A noter que la règle UTPR n’était pas la seule visée par l’article 899, qui incluait dans les mesures fiscales injustes les taxes sur les services digitaux, mais il semble que les Etats-Unis aient décidé de traiter de ces questions au travers des droits de douane plutôt que la fiscalité directe, comme le montre l’exemple récent du Canada. Par ailleurs, les législateurs ont également prévenu que « les représentants Républicains au Congrès sont prêts à prendre des mesures immédiates si certaines parties se désengageaient de cet accord ou traînaient des pieds pour sa mise en œuvre ».
Chiffrage
On se rappellera que la version du OBBBA par le Sénat était chiffrée, à politique constante, à 400 milliards de dollars ; toutefois, le chiffrage à loi constante tel que l’a effectué la Chambre des Représentants s’élèverait à 4 200 milliards de dollars.

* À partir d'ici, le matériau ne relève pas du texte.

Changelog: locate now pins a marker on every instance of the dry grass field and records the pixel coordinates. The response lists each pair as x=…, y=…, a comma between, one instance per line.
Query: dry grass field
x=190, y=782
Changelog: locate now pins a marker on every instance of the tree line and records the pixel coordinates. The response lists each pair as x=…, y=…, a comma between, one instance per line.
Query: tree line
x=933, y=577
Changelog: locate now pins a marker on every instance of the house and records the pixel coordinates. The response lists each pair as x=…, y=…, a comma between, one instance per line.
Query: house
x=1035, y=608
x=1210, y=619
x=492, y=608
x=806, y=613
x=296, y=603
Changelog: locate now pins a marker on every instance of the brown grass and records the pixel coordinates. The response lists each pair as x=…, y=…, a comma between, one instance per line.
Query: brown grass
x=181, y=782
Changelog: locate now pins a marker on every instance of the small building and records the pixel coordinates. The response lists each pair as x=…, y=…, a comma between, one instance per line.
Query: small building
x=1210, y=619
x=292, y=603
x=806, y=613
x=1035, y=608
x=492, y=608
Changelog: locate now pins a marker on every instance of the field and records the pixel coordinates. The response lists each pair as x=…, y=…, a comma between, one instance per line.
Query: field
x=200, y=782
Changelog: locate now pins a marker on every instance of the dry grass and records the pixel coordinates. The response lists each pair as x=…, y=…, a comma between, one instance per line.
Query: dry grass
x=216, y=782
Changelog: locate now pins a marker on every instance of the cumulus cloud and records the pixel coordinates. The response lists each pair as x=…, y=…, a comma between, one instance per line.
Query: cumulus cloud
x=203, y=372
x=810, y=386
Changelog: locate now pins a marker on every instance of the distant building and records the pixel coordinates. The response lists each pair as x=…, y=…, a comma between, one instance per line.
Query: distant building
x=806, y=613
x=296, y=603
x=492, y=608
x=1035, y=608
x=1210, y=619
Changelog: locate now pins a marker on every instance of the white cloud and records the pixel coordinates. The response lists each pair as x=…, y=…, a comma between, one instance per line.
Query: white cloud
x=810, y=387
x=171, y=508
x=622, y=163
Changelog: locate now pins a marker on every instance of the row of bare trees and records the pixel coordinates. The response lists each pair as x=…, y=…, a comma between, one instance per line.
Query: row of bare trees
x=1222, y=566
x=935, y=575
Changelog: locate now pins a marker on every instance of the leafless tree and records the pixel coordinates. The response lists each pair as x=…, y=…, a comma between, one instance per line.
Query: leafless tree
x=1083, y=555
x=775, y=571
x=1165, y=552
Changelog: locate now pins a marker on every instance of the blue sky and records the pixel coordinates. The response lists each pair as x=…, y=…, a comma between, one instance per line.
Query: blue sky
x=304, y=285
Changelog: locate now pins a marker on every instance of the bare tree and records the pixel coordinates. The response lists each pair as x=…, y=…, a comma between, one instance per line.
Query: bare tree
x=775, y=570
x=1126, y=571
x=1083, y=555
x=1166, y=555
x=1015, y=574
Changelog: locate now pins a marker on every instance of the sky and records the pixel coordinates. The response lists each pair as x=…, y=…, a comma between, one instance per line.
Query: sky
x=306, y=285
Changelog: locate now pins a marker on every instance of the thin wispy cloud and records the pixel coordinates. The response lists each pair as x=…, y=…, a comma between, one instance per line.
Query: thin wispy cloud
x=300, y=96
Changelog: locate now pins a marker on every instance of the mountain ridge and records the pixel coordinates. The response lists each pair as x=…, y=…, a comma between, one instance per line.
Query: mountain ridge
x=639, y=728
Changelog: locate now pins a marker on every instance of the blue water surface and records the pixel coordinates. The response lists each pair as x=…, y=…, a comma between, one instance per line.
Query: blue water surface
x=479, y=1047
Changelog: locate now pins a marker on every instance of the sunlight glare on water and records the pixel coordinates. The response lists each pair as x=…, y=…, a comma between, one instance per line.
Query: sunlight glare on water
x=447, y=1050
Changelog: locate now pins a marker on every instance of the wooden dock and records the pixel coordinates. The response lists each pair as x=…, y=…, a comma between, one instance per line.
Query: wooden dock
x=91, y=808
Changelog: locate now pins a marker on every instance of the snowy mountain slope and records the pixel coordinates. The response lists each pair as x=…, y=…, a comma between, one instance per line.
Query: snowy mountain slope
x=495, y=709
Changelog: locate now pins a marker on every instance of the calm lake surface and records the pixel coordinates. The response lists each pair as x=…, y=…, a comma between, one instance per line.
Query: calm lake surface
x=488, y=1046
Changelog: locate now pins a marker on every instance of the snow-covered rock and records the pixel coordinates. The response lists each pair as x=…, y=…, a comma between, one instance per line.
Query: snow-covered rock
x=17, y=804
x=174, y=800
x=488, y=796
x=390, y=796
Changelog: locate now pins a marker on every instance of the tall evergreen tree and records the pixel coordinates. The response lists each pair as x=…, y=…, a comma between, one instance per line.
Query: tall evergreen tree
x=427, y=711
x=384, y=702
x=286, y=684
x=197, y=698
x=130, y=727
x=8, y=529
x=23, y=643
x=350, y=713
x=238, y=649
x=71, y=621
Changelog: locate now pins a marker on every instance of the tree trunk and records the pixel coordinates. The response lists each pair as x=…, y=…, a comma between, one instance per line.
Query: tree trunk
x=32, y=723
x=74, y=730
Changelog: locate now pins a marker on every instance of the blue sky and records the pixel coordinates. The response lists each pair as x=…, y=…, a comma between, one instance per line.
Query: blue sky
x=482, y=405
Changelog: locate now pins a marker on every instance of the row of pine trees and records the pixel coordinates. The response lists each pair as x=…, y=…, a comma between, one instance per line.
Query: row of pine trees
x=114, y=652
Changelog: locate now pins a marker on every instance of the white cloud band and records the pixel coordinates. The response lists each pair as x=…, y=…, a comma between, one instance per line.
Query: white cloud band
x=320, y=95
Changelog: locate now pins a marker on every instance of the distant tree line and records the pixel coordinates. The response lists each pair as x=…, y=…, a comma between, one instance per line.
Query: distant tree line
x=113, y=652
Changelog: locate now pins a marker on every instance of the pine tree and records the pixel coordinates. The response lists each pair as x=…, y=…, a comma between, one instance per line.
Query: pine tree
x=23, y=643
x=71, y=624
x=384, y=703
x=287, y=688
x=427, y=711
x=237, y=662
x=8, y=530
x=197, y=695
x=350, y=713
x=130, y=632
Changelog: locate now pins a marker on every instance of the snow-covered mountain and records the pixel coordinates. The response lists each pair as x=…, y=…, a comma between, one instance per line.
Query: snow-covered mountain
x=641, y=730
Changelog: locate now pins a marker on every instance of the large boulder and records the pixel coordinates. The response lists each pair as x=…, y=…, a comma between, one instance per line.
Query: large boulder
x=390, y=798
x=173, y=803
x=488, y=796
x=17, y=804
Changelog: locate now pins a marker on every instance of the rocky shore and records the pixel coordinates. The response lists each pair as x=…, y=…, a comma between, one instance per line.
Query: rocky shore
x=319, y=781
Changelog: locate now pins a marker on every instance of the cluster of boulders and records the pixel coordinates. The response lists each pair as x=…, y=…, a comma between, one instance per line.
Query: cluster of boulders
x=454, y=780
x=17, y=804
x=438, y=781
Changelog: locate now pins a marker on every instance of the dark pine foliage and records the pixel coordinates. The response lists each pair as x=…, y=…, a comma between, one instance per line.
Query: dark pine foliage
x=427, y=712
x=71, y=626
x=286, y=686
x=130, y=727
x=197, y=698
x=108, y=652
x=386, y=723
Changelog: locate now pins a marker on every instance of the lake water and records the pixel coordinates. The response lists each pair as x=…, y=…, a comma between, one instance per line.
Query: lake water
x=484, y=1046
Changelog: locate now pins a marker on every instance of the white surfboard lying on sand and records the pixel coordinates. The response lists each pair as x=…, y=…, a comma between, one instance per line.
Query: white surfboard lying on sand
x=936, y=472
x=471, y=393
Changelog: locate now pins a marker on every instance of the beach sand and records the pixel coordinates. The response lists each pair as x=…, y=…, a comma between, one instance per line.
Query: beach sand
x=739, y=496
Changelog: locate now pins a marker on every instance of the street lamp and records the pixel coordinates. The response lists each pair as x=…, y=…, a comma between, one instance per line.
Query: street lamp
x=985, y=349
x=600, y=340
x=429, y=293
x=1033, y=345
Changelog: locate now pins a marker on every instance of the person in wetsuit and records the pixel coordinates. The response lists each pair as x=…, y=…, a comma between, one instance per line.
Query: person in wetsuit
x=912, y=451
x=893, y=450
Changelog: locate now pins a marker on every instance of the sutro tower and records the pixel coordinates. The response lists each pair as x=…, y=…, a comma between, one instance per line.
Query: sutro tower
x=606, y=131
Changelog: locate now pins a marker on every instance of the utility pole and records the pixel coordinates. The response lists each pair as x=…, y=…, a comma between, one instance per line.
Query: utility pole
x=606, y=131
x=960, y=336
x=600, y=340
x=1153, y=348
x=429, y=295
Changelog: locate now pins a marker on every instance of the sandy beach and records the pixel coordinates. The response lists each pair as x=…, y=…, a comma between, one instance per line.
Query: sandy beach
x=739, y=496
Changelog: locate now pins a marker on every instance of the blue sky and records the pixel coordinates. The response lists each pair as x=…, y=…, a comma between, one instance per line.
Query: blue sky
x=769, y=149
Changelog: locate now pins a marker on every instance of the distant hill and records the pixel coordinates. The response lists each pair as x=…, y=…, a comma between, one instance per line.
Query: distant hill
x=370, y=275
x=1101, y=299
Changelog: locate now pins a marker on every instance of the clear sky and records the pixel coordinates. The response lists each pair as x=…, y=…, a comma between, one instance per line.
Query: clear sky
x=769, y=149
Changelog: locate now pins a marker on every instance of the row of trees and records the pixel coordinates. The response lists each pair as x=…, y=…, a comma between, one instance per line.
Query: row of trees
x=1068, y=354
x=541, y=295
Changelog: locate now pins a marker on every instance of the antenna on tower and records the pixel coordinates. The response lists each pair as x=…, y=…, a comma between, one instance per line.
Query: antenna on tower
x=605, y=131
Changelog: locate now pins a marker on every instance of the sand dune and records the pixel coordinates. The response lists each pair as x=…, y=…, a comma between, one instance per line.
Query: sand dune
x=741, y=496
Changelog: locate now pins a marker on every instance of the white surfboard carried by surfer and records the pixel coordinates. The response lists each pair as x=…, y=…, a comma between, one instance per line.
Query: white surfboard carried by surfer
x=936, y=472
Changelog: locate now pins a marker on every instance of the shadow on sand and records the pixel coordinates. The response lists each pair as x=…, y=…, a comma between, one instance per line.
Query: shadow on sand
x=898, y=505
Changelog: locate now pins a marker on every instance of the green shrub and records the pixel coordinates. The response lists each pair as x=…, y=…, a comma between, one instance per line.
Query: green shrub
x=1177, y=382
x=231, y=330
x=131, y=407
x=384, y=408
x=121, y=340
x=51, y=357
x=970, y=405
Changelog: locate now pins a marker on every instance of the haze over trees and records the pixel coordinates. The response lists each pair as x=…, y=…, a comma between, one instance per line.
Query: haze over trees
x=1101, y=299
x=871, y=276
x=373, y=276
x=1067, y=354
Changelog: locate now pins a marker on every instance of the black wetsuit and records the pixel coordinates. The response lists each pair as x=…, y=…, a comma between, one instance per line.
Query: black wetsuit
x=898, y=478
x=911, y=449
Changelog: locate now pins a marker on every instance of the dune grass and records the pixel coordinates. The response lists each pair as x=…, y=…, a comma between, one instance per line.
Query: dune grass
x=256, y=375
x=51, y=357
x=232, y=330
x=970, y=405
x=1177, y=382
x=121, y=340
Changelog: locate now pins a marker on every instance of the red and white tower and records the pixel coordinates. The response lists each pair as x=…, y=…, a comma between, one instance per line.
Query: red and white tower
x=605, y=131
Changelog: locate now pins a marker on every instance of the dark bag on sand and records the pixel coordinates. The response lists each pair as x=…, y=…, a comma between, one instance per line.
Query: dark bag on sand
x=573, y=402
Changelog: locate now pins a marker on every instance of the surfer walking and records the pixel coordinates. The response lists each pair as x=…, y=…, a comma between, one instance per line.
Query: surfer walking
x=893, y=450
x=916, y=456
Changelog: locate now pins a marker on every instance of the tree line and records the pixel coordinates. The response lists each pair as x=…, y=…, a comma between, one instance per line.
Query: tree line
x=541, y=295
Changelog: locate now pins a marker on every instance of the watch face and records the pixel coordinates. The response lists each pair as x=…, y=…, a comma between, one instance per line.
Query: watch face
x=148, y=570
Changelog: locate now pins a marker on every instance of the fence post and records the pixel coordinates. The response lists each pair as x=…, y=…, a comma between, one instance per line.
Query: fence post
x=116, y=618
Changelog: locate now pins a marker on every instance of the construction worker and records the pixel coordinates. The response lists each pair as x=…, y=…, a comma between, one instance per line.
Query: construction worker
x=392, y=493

Ce point est important si on considère que la procédure de Budget Reconciliation qui permet le vote à majorité réduite requiert que le projet de loi reste sous certains seuils de déficits sur la fenêtre budgétaire de 10 ans, seuils qui seraient dépassés dans l’hypothèse d’une évaluation à loi constante. Compte tenu des faibles majorités républicaines, un vote selon les règles de droit commun n’aurait que peu de chance d’aboutir à une ratification.
Délais
Avec la date butoir imposée par Donald Trump lui-même qui approche à grands pas, la pression monte sur le Congrès pour finaliser les derniers ajustements et le vote. Le Président a rappelé cette exigence le 24 juin dernier par un post explicite :
« A mes amis au Sénat, enfermez-vous dans un bureau s’il le faut, ne rentrez pas chez vous et BOUCLEZ CET ACCORD CETTE SEMAINE. Travaillez avec la Chambre pour qu’ils puissent s’en saisir et le faire passer, IMMEDIATEMENT. PERSONNE NE PART EN VACANCES TANT QUE CE N’EST PAS FAIT. » (majuscules d’origine).
Impact sur la publication des comptes du premier semestre
Comme précédemment, tant que l’OBBBA n’est pas ratifiée par Donald Trump, elle ne peut être considérée comme entrée en vigueur et ne peut donc, à ce jour, être prise en compte dans les publications semestrielles.
Toutefois, en cas de ratification pour le 4 juillet, il n’est pas à exclure que les changements les plus importants soient considérés comme événements post-clôture devant le cas échéant faire l’objet d’une communication spécifique en annexe des états financiers conformément aux US GAAP.